Table 1 shows that the changes in subject #1′s gait patterns when walking with ReWalk were also observed with most of the subjects that participated in this study. We note that both increased hip flexion during the SS phase and decreased knee flexion during the LA phase are observed throughout the group, which is not surprising considering that it is only natural when negotiating balance with partial body weight supported by crutches. Also, because delayed activation is not well represented via mean EMG WL values, we only present those of RF, SL, and TA during the WA phase in Table 2, Table 3, and Table 4, respectively. The mean and SD are presented with the difference (%) between one another. Furthermore, the statistical significance was assessed using the Wilcoxon signed rank test because, when confirmed with the Shapiro-Wilk test, less than half of the data followed a normal distribution (Table S1). The results show that the EMG WL levels of ReWalk and crutch gait are closer to each other than those of natural gait, although this was not systematically the case for each subject and EMG. However, absence of a statistically significant EMG WL difference was most often found in the Crutch-ReWalk comparison (Table 2, Table 3 and Table 4).

4. Discussion

In this study, we present an in-depth investigation of lower-limb EMG and joint angle patterns while walking with ReWalk. Analysis of EMG obtained from four muscles involved with controlling the hip, knee, and ankle joints was executed hand in hand with the joint angles. Because gait is a series of reciprocal events that require specific biomechanical tasks in order to maintain balance and forward progression, we investigated the gait patterns by segmenting the signals into WA, SS, and LA phases. We find that with ReWalk, significant deviation from natural gait can be observed in the WA and LA phases. By further examining crutch- and AFO-gait experiments collectively, our results suggest that ReWalk gait patterns closely follow crutch gait rather than that of natural gait.
Throughout this paper, we have painted the fact that ReWalk gait resembles that of crutch gait rather than a natural gait with a rather negative brush. However, this is not always the case, as with some patients, it might be too optimistic to expect full recovery and achieve a bipedal, natural gait.
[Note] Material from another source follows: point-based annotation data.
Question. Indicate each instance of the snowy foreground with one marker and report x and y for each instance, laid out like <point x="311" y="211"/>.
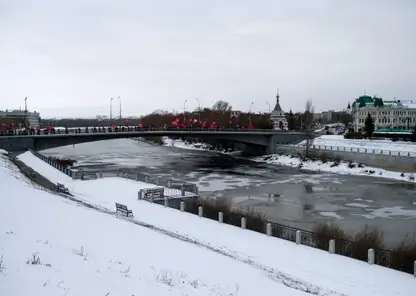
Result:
<point x="293" y="161"/>
<point x="164" y="252"/>
<point x="377" y="145"/>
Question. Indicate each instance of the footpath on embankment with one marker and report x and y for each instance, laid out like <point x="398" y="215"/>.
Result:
<point x="294" y="265"/>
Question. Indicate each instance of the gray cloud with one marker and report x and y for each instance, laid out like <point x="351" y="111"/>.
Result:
<point x="70" y="57"/>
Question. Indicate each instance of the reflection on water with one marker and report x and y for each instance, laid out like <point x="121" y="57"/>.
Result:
<point x="351" y="201"/>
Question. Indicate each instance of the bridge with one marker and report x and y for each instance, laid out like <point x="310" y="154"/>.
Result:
<point x="263" y="140"/>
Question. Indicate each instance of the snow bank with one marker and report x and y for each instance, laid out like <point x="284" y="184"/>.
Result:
<point x="50" y="246"/>
<point x="291" y="161"/>
<point x="385" y="145"/>
<point x="110" y="187"/>
<point x="329" y="167"/>
<point x="191" y="146"/>
<point x="262" y="265"/>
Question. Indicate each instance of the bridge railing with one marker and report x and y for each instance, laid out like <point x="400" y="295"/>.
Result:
<point x="137" y="130"/>
<point x="172" y="186"/>
<point x="364" y="150"/>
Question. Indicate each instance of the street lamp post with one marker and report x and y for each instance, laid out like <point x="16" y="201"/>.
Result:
<point x="199" y="109"/>
<point x="184" y="107"/>
<point x="111" y="111"/>
<point x="269" y="106"/>
<point x="25" y="113"/>
<point x="249" y="114"/>
<point x="120" y="105"/>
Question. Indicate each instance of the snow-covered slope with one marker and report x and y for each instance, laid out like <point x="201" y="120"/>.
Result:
<point x="50" y="246"/>
<point x="384" y="145"/>
<point x="293" y="161"/>
<point x="250" y="263"/>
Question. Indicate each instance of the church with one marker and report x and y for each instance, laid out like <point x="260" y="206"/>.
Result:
<point x="277" y="116"/>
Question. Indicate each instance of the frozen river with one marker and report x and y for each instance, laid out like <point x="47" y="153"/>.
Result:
<point x="350" y="201"/>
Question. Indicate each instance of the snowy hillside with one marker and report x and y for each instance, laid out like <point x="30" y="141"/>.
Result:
<point x="52" y="246"/>
<point x="164" y="252"/>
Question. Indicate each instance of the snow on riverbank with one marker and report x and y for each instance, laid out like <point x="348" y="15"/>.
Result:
<point x="329" y="167"/>
<point x="51" y="246"/>
<point x="386" y="145"/>
<point x="110" y="186"/>
<point x="193" y="146"/>
<point x="83" y="250"/>
<point x="342" y="168"/>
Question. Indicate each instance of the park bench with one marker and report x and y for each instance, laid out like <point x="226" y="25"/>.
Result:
<point x="61" y="188"/>
<point x="123" y="210"/>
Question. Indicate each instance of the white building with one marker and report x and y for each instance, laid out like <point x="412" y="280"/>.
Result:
<point x="277" y="116"/>
<point x="33" y="118"/>
<point x="387" y="115"/>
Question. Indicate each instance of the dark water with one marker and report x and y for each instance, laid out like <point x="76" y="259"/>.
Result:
<point x="350" y="201"/>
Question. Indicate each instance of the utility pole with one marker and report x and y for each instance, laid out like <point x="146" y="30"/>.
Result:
<point x="249" y="114"/>
<point x="111" y="111"/>
<point x="199" y="110"/>
<point x="25" y="113"/>
<point x="184" y="108"/>
<point x="120" y="106"/>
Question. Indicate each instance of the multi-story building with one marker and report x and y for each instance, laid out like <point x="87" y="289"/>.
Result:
<point x="386" y="115"/>
<point x="33" y="118"/>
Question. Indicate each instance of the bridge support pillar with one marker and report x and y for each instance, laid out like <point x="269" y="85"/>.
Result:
<point x="271" y="148"/>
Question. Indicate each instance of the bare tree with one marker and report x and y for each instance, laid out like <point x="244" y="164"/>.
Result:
<point x="308" y="126"/>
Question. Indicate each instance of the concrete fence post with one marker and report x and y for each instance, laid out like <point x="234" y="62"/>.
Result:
<point x="332" y="246"/>
<point x="298" y="237"/>
<point x="243" y="223"/>
<point x="370" y="256"/>
<point x="414" y="269"/>
<point x="220" y="217"/>
<point x="269" y="229"/>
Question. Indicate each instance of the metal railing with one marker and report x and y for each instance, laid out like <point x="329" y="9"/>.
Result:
<point x="79" y="131"/>
<point x="363" y="150"/>
<point x="172" y="187"/>
<point x="352" y="249"/>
These patients need a means to increase quality of life, which is not confined to rehabilitative gains but also includes feasibility, costs, and assistance with activities of everyday life [37,38,39,40].
It is our belief that conventional comparisons of average EMG levels during stance and swing phases, or sometimes even cruder entire gait cycles, may be sufficient for measuring volitional intent but do not come close when describing gait patterns. For instance, while the average BF EMG WL during the WA phase from ReWalk, crutch, and natural gait are comparable, the elicited time trace patterns and the underlying functions are significantly different. Thus, a thorough comparison of the time traces is warranted. However, precaution must be taken when comparing time traces, especially with unconventional gait patterns, as the relative timing of each biomechanical task within the gait cycle may be significantly different. This is most evident with the different relative LO positions within a single gait cycle that can be clearly observed from our gait sessions. Taken together, we would like to emphasize that our data analysis within the corresponding gait-related biomechanical phases played an important role in elucidating gait patterns elicited via ReWalk.
Even though our results were presented with quantitative data, we do note that our analysis of the time traces is somewhat qualitative and might be susceptible to individual perception. This is in part, due to the inherent difficulties of quantitative assessment of similarity between two graphs. Some studies have proposed employing methods such as LFM and cross-correlation [41,42,43], however, precaution is warranted as slight phase shifts in parabolic traces can elicit very low similarity values. This predicament could be alleviated and might even be necessitated, when analyzing data from large populations, by employing artificial intelligence-based pattern recognition techniques.
To summarize this study, we have demonstrated that our gait phase analysis method is essential when analyzing gait patterns and assessing biomechanical task-related gait activities that are facilitated by interventions. By comparing the gait patterns elicited by ReWalk with that of natural, crutch-, and AFO gait, future investigations may be able to improve RAGT by shying away from crutches in cases where loading response training is essential and focus on control systems that enable proper promotion of natural gait.
We would like to point out that the size of our participant group is of particular concern. The fact that we have only enrolled 6 participants is much too small to reach any definitive conclusions. Moreover, the participants are all healthy males in their late 20s, thus the observations made in this study would in fact be confined to this demographic group. This warrants further studies that include a wider demographic of participants and we currently in preparation of a follow up study with a wider weight, sex, and age group.

Supplementary Materials

The following supporting information can be downloaded at: https://www.mdpi.com/article/10.3390/app122412574/s1, Figure S1: The EMG and IMU sensor positions; Figure S2. Lower-limb joint angles within the gait cycle obtained during the gait sessions performed by subject 1. Table S1. Shapiro-Wilks test p-values for RF, TA, and SL EMG WL during WA phase.

Author Contributions

Conceptualization, J.K. and S.-J.K.; methodology, J.K. and Y.K.; software, J.K. and Y.K.; validation, J.K., Y.K. and S.-J.K.; formal analysis, J.K.; investigation, Y.K.; resources, S.-J.K.; data curation, J.K.; writing—original draft preparation, J.K.; writing—review and editing, J.K. and S.-J.K.; visualization, Y.K.; supervision, S.-J.K.; project administration, S.-J.K.; funding acquisition, S.-J.K. All authors have read and agreed to the published version of the manuscript.

Funding

This research was supported by the National Research Council of Science and Technology (NST) grant by the Korea government (MSIT) (No. CAP20000-000) and by the Intramural Program (Project No. K1804361) of Korea University.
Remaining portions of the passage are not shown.